ONE OF the most annoying cliches to a sports journalist is the one that goes: “What happens in the dressing room stays in the dressing room.”

This particular riposte to a question is usually delivered by a club official or team manager to quash rumours of some rift in the camp.

It is particularly frustrating for reporters as what the club or team are really saying is: “We know that you know something, but we are confident that we have ensured that the situation is water-tight and you won’t find out any more.”

It is in essence not a denial, but it ensures that the journalist is denied what they felt was probably shaping up into a decent tale.

So it is not often you would hear someone in my job say this, but why can’t Kevin Pietersen for once keep a few of his opinions in-house!

There can be no doubting that KP knows how to use a phone and a laptop – sadly he is all too ready to use them as a means of mass communication.

As a result he sits out the final Test (a three match series is never enough against a side like South Africa surely?!) against Graeme Smith’s superb team which starts at Lord’s tomorrow.

And you wouldn’t blame the England selectors if they are having thoughts of leaving him sat on the sidelines for good – his chances of participating in England’s defence of the World Twenty20 title have got to be slim.

It must be galling for the selectors to find that Pietersen plainly has no interest in making a quick phone call, sending an email or even asking for a man-to-man chat when it comes to ironing out his problems with them – KP ensuring they are denied the chance to use the ‘stays in the dressing room’ line.

But I struggle to fathom Pietersen’s motivation when it comes to his public pronouncements.

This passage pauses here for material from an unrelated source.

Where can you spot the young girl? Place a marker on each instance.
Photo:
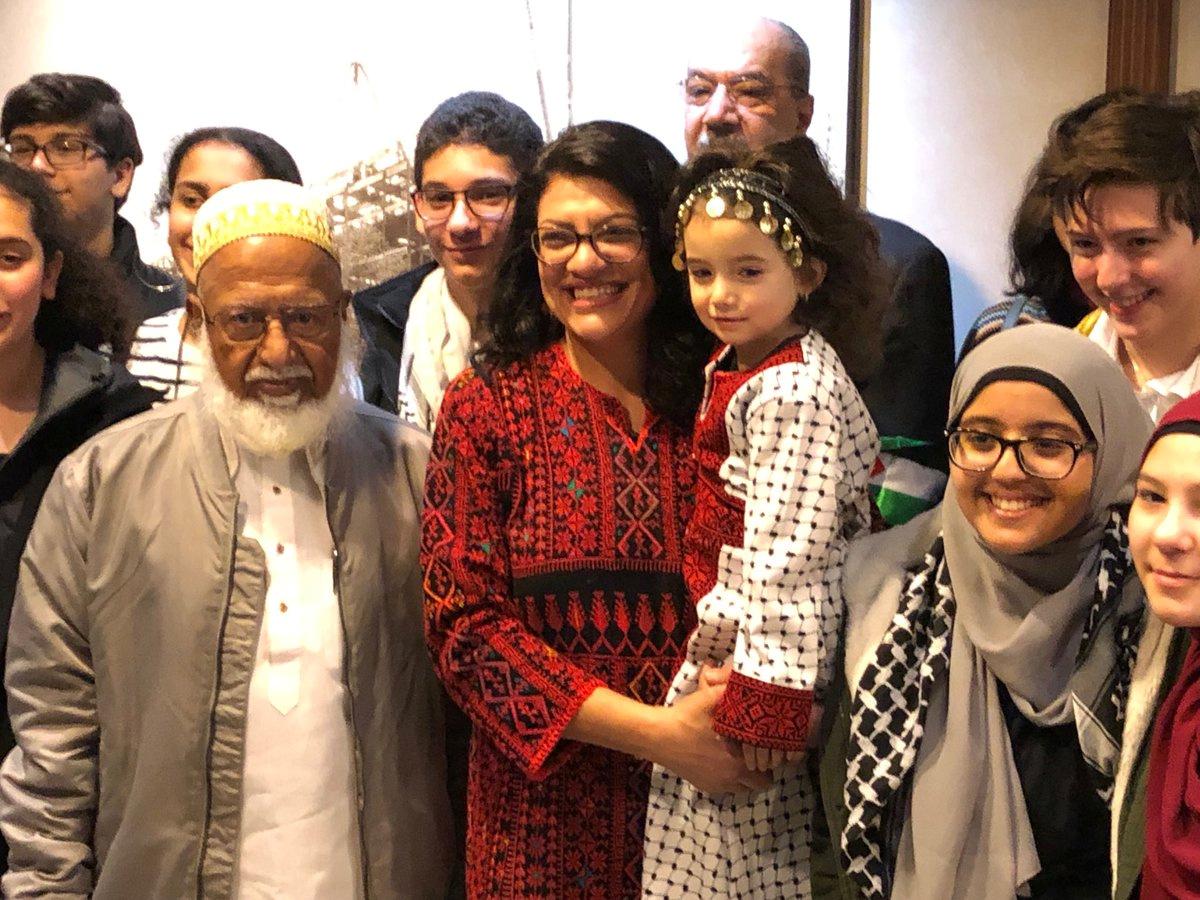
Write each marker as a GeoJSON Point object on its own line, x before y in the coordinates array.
{"type": "Point", "coordinates": [785, 273]}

They never seem to have won him any arguments, and they certainly seem to win him few allies among the authorities, his professional colleagues or even cricket fans.

Sadly the only answer to the riddle would appear to be that KP is so egocentric that he assumes the whole cricketing world revolves around him – maybe sometime soon he sits on the sidelines he will realise it doesn’t.

If I was among his advisers right now I would be hiding all his mobile phones and denying him access to computers while cajoling him to go and talk to the nice people in charge of the England team and set about showing them that he can carry on like a grown-up professional.